When we got to the house, Dad and Ivory came out to meet me. They had already been in town for several days and had had a long day, so they soon went to bed. Jonathan led me to a rear room where I would be sleeping. Instead of a bed, there was a double-sized air mattress. He wanted to know if that was adequate. I sat down on the mattress, pushed down with my right fist, and sprang back to my feet. We were both impressed at how easy it was. It was one more thing that would have been unfathomable last year.

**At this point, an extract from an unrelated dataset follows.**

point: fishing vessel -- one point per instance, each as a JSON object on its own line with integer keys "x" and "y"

I woke up the next morning around 6:00. Instinctively I rolled over to the edge of the bed. I wanted to get up and go to the bathroom before it became an emergency. Sitting up and pushing down on the mattress with my right hand, I tried to stand up. But unlike the night before, I could not push myself up. The mattress had lost air overnight and now had too much give. Frightened that I might end up peeing on Candice’s and Jonathan’s floor, I searched around for a way to stand up. Spying a coffee table, I crawled over to it. I swung my legs over until they were parallel with it. Now I planted my hand on the table and my left foot on the floor. Next I rested on my right knee. From this position, it was fairly easy to stand up. I walked to the bathroom, relieved that I wouldn’t be leaving a mess.
After using the restroom, I came back and decided to start dressing. Now I encountered a new problem: the bed was too low for me to get dressed on. Ordinarily I need my feet to hang over the edge of the bed so I can loop my pants over them. I cannot bend my left leg much, so I rely on the help of gravity. Since the mattress was not raise high enough, my left leg splayed helplessly out in front of me. I could not stretch my arms out far enough to put on my pants. I was slightly dejected. However it was too early for anyone else to be up and about anyway. So I lay down and went back to sleep.

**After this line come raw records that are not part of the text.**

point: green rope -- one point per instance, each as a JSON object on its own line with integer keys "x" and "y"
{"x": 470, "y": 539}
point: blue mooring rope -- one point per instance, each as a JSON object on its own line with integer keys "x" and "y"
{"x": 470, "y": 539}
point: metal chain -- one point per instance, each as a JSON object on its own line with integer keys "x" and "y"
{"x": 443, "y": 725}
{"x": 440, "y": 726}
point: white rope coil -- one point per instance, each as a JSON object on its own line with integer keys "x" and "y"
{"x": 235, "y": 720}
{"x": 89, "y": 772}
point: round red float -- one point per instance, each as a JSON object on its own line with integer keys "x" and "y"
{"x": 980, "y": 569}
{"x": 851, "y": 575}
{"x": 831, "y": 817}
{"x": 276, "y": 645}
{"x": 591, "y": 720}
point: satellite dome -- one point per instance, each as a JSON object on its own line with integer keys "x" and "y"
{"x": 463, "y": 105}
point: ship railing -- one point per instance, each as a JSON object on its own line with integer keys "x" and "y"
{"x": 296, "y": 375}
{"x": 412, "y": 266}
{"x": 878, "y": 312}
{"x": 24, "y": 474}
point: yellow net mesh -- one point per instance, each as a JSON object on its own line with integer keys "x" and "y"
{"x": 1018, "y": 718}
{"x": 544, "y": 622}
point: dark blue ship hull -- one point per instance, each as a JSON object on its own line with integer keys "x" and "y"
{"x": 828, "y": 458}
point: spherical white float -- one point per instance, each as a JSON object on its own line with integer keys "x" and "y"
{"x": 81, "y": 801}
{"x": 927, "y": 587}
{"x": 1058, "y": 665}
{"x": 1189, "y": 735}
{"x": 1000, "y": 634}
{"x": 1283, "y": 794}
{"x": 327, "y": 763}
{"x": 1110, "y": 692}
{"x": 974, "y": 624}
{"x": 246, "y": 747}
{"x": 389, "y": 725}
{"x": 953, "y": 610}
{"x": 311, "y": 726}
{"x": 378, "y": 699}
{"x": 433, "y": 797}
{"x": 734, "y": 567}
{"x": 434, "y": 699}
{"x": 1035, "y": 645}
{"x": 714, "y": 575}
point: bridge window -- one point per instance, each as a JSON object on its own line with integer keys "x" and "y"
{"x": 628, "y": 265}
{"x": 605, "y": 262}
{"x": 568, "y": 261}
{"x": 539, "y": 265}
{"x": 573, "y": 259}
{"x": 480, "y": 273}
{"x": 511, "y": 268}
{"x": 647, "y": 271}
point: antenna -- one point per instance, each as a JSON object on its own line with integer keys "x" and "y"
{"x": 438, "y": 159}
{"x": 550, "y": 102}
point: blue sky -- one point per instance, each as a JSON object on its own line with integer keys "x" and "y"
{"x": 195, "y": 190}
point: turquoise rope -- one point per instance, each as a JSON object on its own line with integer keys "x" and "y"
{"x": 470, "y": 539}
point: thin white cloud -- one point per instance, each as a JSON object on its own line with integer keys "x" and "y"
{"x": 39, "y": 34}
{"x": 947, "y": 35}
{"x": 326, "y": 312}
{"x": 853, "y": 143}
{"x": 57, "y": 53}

Around 8:00 I called Dad to come in. I knew that he always got up earlier than I did, so I assumed that he must be up watching TV and getting ready for breakfast. However there was no answer. Puzzled, I looked at my phone. It was only 7:30. I was still getting up in time to start breakfast at Chateau. It was nowhere near time to get up, considering that everyone else was on vacation schedule.
About fifteen minutes later, my phone rang. It was Dad. “How are you?” he sang.
“I’m doing fine. Did I wake you up?”
“Naw. I just got up and saw that you called.”
“When you get up and about, do you mind helping me get dressed? The bed here is too low.”
“I’m up now. I’ll be there in a minute.”
A few minutes later, Dad was there. Three years earlier, I had needed him every time I wanted to get dressed. Now it was more of a technicality. We did everything in under five minutes. After we had finished, I felt silly for being downcast about needing help. The last time I had seen Dad, I’d been concerned about my lack of progress and my lethargy. Now I was waking up before he did, and getting ready to start the day on my own.